Kata Moh. Fudholi, buku yang diterbitkan Humas dan Protokol Pemkab Pamekasan itu perlu dikaji ulang. Apalagi tulisan yang menyebutkan bahwa pesantren dari agama Hindu dan Budha itu dikritik oleh banyak ahli bidang kepesantrenan. Salah satunya oleh Zamakhsyari Dhofir.
“Seakan penulis, utamanya Pemkab Pamekasan tidak paham tentang sejarah pesantren. Asumsi bahwa institusi pesantren berasal dari agama Hindu dan Budha perlu dikaji ulang,” terangnya.

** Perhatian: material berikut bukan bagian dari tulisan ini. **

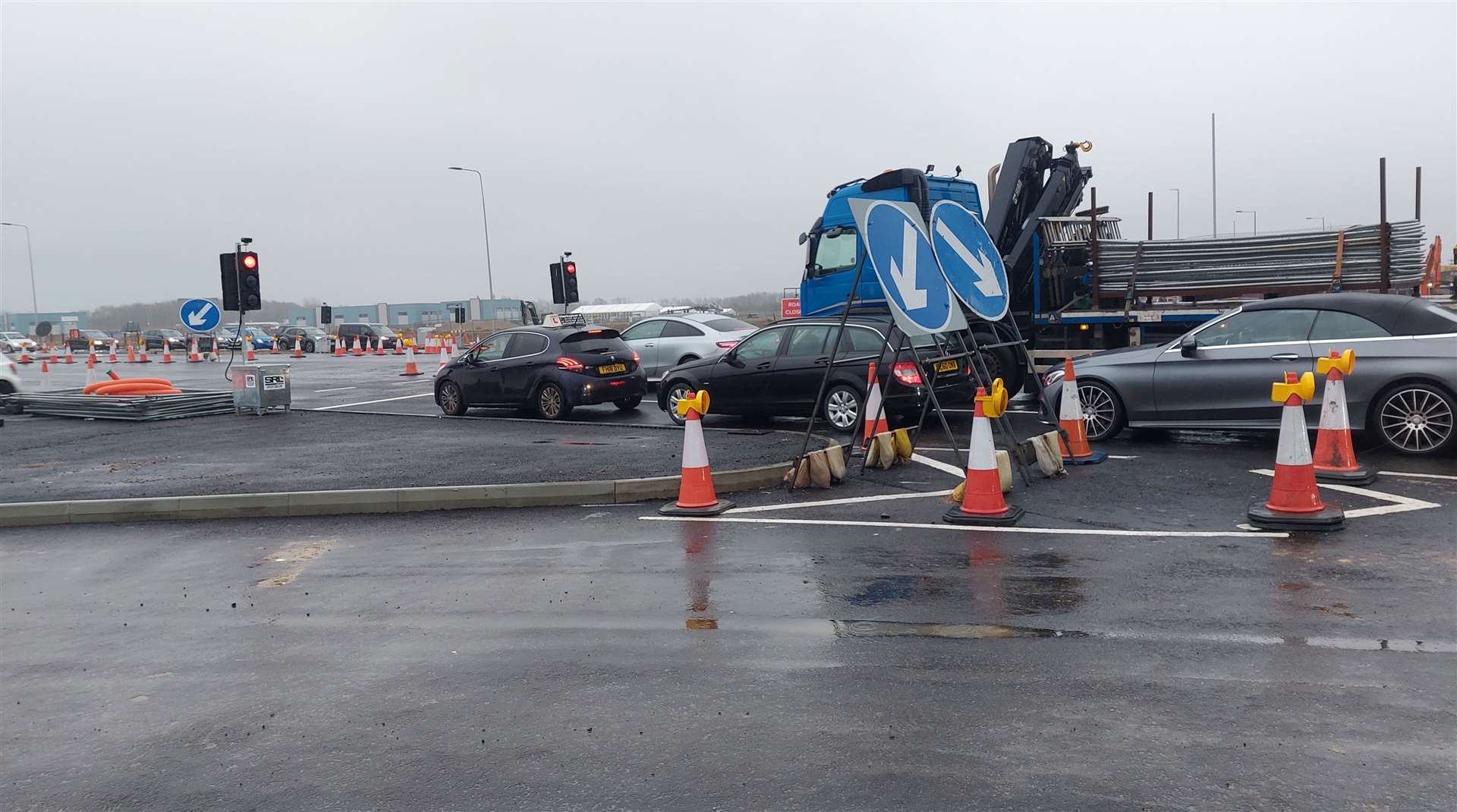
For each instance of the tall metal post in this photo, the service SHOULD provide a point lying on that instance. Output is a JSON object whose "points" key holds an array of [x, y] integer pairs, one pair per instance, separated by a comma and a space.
{"points": [[1418, 193], [1093, 245], [1386, 238], [1214, 184]]}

Dia menambahkan, semestinya pemerintah melakukan konsultasi dengan pondok pesantren sebelum menerbitkan buku tersebut agar tidak terjadi ketimpangan pemikiran.
“Dengan munculnya tulisan minor pada pesantren menunjukkan bahwa Pemkab tidak mampu membangun relasi yang harmonis dan dinamis dengan pihak pesantren,” tegasnya.
“Pemahaman tentang pesantren harus utuh, sejak kapan berdiri dan pengaruhnya dalam sosial masyarakat. Sejarah panjang pesantren juga tidak bisa dilepaskan dari sejarah awal Islam serta sejarah masuknya Islam pertama ke Indonesia. Asumsi bahwa pesantren bersal dari agama lain perlu dikaji ulang mengingat sistem Sinagong dan pendidikan Bhiksu tidak sama dengan sistem pesantren baik dari segi pembelajaran dan secara institusi,” terangnya. (RIDWAN/RAH)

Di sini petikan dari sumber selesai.